It used to be about painting the town red, but Heineken is busy painting 150 London pubs in its corporate green as it activates the latest phase of its ongoing Celebrate London 2012 Olympic campaign.
The Dutch-owned brewer is kitting out selected London pubs with a slew of banners, posters, beer taps and Olympic-branded glassware (as well as kitting out bar staff Heineken uniforms) all in the brand’s recognisable bottle green.
Heineken, the official lager supplier and sponsor of London 2012, is a Tier Three LOCOG sponsor with exclusive pouring rights for its beer and cider brands. It will be serving both flagship Heineken and Amstel brands across Olympic venues.
The move is part of the wider Celebrate London 2012 initiative – which revolves around a programme website and includes a range of marketing activity.
Other strands of this work include a ‘text to win’ competition that offers beer drinkers the chance to win tickets to Olympic parties. This promotion is running in partnership with pub owner JD Wetherspoon in 850 of its outlets.
This initiative sees the brand ramp up its Games marketing. The brewer expects to sell a staggering 2.2 million extra pints of Heineken across London during the Games.
‘The Olympics is going to be fantastic,‘ said Heineken sales managing director Lawson Mountstevens. ‘There’s a real wow factor about it and it’s a great opportunity for us to showcase the great British pub.’

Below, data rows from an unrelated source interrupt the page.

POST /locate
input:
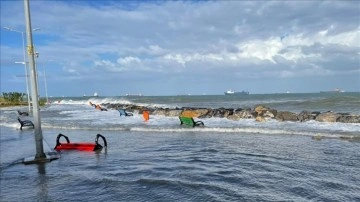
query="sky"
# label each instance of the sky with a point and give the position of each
(183, 47)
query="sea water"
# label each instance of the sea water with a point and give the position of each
(159, 160)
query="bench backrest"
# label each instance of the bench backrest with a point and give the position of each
(146, 115)
(122, 112)
(187, 120)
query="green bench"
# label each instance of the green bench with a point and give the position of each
(189, 121)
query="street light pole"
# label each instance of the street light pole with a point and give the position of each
(26, 74)
(47, 98)
(40, 155)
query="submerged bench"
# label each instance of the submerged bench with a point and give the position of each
(189, 121)
(123, 112)
(25, 123)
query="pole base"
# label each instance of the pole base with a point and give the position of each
(49, 156)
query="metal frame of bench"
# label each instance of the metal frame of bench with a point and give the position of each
(123, 112)
(190, 121)
(25, 123)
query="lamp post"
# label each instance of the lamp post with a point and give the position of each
(24, 62)
(47, 98)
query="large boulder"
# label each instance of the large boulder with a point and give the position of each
(260, 110)
(327, 117)
(347, 118)
(306, 115)
(286, 116)
(244, 114)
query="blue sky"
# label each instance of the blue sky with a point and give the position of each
(184, 47)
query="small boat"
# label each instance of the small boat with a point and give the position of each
(231, 92)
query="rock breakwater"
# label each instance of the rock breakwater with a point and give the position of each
(259, 113)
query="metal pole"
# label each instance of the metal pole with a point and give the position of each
(26, 74)
(24, 63)
(40, 155)
(47, 99)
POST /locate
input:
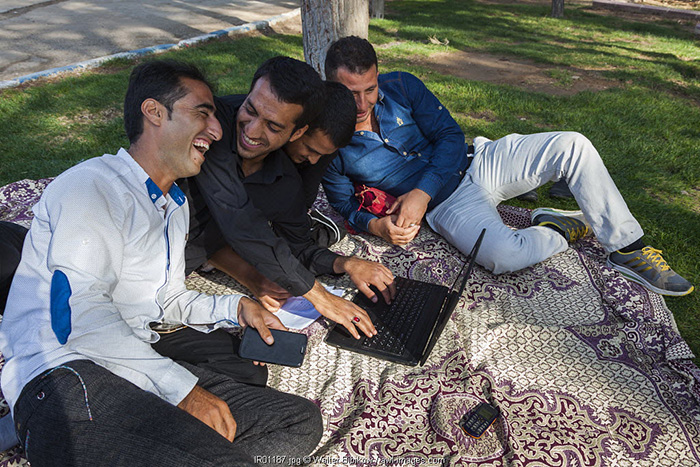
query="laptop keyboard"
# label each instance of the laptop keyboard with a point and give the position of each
(399, 319)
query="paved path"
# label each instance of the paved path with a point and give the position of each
(39, 35)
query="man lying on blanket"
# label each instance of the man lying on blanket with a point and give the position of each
(103, 259)
(407, 144)
(267, 117)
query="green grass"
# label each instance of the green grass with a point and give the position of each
(647, 127)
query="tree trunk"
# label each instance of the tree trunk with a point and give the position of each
(557, 8)
(376, 8)
(325, 21)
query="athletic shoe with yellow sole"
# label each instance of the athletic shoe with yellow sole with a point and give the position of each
(648, 268)
(571, 223)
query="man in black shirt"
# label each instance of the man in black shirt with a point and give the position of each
(277, 187)
(285, 96)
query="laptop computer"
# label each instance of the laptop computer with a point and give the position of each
(409, 327)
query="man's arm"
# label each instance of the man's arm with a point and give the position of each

On a more patriotic front related to its home country, Heineken is taking over Alexander Palace to host the Dutch Olympic Committee and team during the game with a venue it is branding ‘Holland Heineken House’. See previous case study.

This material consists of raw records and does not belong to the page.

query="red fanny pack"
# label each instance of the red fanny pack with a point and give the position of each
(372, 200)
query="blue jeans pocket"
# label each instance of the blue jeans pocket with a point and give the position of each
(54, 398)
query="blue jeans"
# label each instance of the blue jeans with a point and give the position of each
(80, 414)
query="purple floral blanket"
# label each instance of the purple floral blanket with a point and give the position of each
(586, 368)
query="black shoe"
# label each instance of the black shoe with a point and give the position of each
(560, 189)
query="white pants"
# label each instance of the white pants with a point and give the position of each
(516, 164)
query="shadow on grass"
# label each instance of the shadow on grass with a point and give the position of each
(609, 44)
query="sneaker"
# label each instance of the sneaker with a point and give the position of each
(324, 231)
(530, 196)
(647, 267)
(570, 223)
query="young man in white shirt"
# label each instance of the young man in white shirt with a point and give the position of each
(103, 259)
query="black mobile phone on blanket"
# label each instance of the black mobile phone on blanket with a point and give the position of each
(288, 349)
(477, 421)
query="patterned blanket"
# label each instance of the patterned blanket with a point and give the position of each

When LOCOG appointed Heineken UK, Britain’s leading brewer, as Official Lager Supplier and sponsor of London 2012 in a tier three sponsorship deal last year, Heineken’s chief commercial officer Alexis Nasard said that the company’s decision to become an official Olympic sponsor was because the Games’ status as the biggest, global spectacular event reflects Heineken’s global brand position.
Nasard also stated that it also provides ‘a wonderful platform for the promotion of responsible drinking’.

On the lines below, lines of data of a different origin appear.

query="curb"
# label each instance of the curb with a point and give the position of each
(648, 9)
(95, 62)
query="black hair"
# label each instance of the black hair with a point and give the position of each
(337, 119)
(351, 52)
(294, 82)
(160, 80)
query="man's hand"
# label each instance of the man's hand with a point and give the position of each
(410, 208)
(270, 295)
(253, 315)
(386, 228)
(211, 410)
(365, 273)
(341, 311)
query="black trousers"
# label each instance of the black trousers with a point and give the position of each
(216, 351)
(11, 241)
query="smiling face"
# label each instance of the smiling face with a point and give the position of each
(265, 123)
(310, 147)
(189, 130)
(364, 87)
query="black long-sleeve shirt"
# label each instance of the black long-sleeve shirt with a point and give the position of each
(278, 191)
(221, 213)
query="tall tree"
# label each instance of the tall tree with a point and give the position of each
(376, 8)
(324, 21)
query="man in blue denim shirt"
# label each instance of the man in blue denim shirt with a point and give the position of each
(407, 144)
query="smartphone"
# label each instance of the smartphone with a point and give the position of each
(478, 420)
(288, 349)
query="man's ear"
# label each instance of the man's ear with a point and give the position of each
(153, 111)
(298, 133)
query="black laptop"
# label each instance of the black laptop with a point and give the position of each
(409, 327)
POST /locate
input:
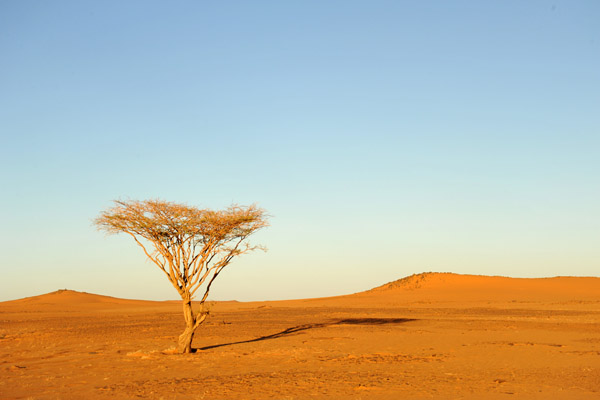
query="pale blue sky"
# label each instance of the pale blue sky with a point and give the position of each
(386, 138)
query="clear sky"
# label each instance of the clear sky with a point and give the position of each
(385, 138)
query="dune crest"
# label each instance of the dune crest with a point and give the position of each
(451, 286)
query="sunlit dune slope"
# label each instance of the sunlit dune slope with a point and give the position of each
(455, 287)
(426, 288)
(70, 300)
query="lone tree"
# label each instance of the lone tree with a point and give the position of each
(190, 245)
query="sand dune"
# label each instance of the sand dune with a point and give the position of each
(71, 300)
(455, 287)
(432, 335)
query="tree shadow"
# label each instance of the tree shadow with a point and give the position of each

But the brewer itself is reported to be planning a cultural shift towards crowd-sourced marketing and inviting more design and communication ideas from fans and drinkers.
This may mark a move from Heineken away from the major official music and sports partnerships (including long-term sponsorship of events such as the UEFA Champions League and the Rugby World Cup) which have long been a staple of its marketing (and that of many competitors in the alcohol sector).
Or it may just be the brand having the foresight to lay the groundwork for some markets that are threatening to introduce tougher alcohol brand sponsorship legislation.